Angelo Constantino

Personal information
- Full name: Angelo Nathaniel Constantino
- Died: January 11, 2019 (aged 48) San Juan, Metro Manila, Philippines

Sport
- Country: Philippines
- Sport: Bowling

Medal record
Representing the Philippines
Men's Bowling
World Youth Bowling Championships
| Gold medal – first place | Venezuela 1992 | Singles |
| Gold medal – first place | Venezuela 1992 | Doubles |
| Silver medal – second place | Venezuela 1992 | All-events |
| Bronze medal – third place | Venezuela 1992 | Masters |
Asian Games
| Silver medal – second place | 1994 Hiroshima | Team of five |

= Angelo Constantino =

Filipino bowler (died 2019)

Angelo Nathaniel Constantino was a Filipino bowler who was a gold medalist at the singles event of the 1992 World Youth Bowling Championships in Venezuela. He also won the gold medal in the doubles event of the same tournament along with Noberito Constantino as well as the silver medal in the all-events and a bronze in the Masters. He was also part of the silver medal winning team of five at the 1994 Asian Games.

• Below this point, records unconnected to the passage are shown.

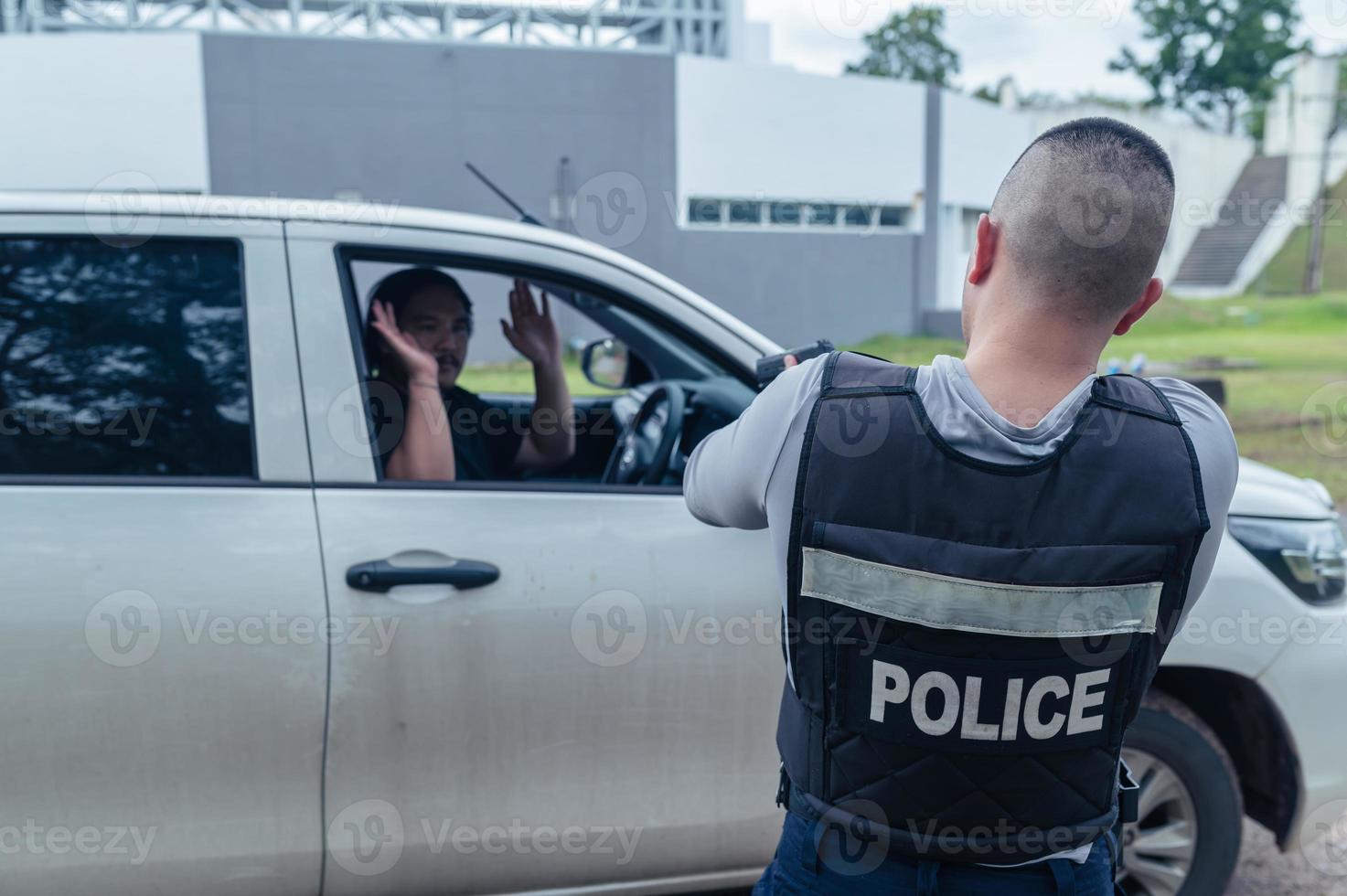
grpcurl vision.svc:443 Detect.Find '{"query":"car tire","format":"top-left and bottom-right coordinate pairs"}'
top-left (1118, 691), bottom-right (1244, 896)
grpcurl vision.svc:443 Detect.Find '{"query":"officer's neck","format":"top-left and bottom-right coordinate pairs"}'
top-left (965, 313), bottom-right (1107, 426)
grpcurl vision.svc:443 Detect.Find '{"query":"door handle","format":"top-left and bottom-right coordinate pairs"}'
top-left (347, 560), bottom-right (501, 594)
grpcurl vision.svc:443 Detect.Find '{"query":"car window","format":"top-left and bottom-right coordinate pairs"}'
top-left (350, 261), bottom-right (610, 396)
top-left (0, 237), bottom-right (254, 478)
top-left (344, 248), bottom-right (726, 483)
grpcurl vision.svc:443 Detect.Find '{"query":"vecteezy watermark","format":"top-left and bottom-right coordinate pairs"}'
top-left (85, 590), bottom-right (401, 668)
top-left (0, 818), bottom-right (159, 865)
top-left (85, 589), bottom-right (163, 667)
top-left (1056, 174), bottom-right (1136, 250)
top-left (0, 407), bottom-right (159, 447)
top-left (1299, 799), bottom-right (1347, 877)
top-left (572, 589), bottom-right (648, 667)
top-left (572, 589), bottom-right (904, 668)
top-left (572, 171), bottom-right (650, 250)
top-left (327, 799), bottom-right (644, 877)
top-left (327, 380), bottom-right (617, 458)
top-left (812, 799), bottom-right (892, 877)
top-left (83, 171), bottom-right (399, 247)
top-left (1299, 380), bottom-right (1347, 458)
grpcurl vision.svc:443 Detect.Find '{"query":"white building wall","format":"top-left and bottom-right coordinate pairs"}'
top-left (934, 91), bottom-right (1036, 311)
top-left (676, 55), bottom-right (925, 215)
top-left (1033, 105), bottom-right (1256, 288)
top-left (0, 32), bottom-right (210, 193)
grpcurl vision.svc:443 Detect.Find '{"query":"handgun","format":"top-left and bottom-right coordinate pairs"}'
top-left (757, 339), bottom-right (834, 389)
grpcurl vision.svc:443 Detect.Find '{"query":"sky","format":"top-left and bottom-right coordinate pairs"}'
top-left (745, 0), bottom-right (1347, 99)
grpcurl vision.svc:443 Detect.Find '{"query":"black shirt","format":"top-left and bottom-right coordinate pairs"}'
top-left (370, 385), bottom-right (527, 481)
top-left (444, 385), bottom-right (524, 481)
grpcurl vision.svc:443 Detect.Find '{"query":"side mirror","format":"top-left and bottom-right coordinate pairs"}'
top-left (581, 336), bottom-right (632, 389)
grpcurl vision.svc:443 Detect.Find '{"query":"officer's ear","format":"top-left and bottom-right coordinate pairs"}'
top-left (1113, 278), bottom-right (1165, 336)
top-left (968, 213), bottom-right (1000, 285)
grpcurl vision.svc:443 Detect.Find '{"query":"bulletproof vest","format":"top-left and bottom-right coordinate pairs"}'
top-left (777, 353), bottom-right (1210, 865)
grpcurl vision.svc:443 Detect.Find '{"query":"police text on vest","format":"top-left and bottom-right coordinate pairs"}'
top-left (871, 660), bottom-right (1113, 741)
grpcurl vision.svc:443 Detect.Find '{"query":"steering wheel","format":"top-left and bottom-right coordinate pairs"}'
top-left (604, 383), bottom-right (687, 485)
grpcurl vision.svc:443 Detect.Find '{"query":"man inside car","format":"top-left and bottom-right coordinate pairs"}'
top-left (365, 267), bottom-right (575, 483)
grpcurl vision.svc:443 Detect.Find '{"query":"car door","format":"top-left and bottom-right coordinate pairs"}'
top-left (0, 208), bottom-right (327, 896)
top-left (287, 222), bottom-right (783, 896)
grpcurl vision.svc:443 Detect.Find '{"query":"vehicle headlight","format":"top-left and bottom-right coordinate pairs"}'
top-left (1227, 516), bottom-right (1347, 603)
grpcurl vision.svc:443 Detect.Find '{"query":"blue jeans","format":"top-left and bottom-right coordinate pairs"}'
top-left (753, 813), bottom-right (1117, 896)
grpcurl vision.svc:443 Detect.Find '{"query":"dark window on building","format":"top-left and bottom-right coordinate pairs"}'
top-left (843, 205), bottom-right (871, 228)
top-left (0, 237), bottom-right (256, 477)
top-left (772, 202), bottom-right (800, 227)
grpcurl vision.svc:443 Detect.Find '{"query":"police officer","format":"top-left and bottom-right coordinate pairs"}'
top-left (684, 119), bottom-right (1238, 896)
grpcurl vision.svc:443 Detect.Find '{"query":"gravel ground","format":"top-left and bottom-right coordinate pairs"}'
top-left (1225, 819), bottom-right (1347, 896)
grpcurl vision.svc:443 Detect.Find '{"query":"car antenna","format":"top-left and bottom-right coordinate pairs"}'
top-left (464, 162), bottom-right (547, 228)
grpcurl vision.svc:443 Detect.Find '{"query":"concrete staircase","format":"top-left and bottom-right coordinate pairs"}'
top-left (1173, 155), bottom-right (1287, 290)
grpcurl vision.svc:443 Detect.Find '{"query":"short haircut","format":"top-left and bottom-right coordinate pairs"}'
top-left (991, 119), bottom-right (1174, 319)
top-left (369, 267), bottom-right (473, 322)
top-left (364, 267), bottom-right (473, 379)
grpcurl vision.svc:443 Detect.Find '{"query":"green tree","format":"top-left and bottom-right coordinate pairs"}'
top-left (846, 6), bottom-right (959, 88)
top-left (1108, 0), bottom-right (1301, 133)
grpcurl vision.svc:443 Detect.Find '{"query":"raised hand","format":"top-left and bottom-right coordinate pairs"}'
top-left (369, 301), bottom-right (439, 383)
top-left (501, 281), bottom-right (561, 367)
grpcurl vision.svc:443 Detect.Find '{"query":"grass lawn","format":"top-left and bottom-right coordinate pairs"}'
top-left (462, 292), bottom-right (1347, 506)
top-left (849, 293), bottom-right (1347, 506)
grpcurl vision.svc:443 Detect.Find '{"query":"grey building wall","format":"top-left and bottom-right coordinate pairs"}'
top-left (203, 34), bottom-right (922, 345)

After retiring from competitive bowling, Angelo Constantino dedicated more focus on being a bowling coach and mentored a team based at the E-Lanes Bowling Center in Greenhills, San Juan, Metro Manila.

On January 11, 2019, Constantino was shot multiple times by a man at the E-Lanes Bowling Center and died while he was being rushed to a nearby hospital. Until his death, he worked as a manager at E-Lanes. He was aged 48.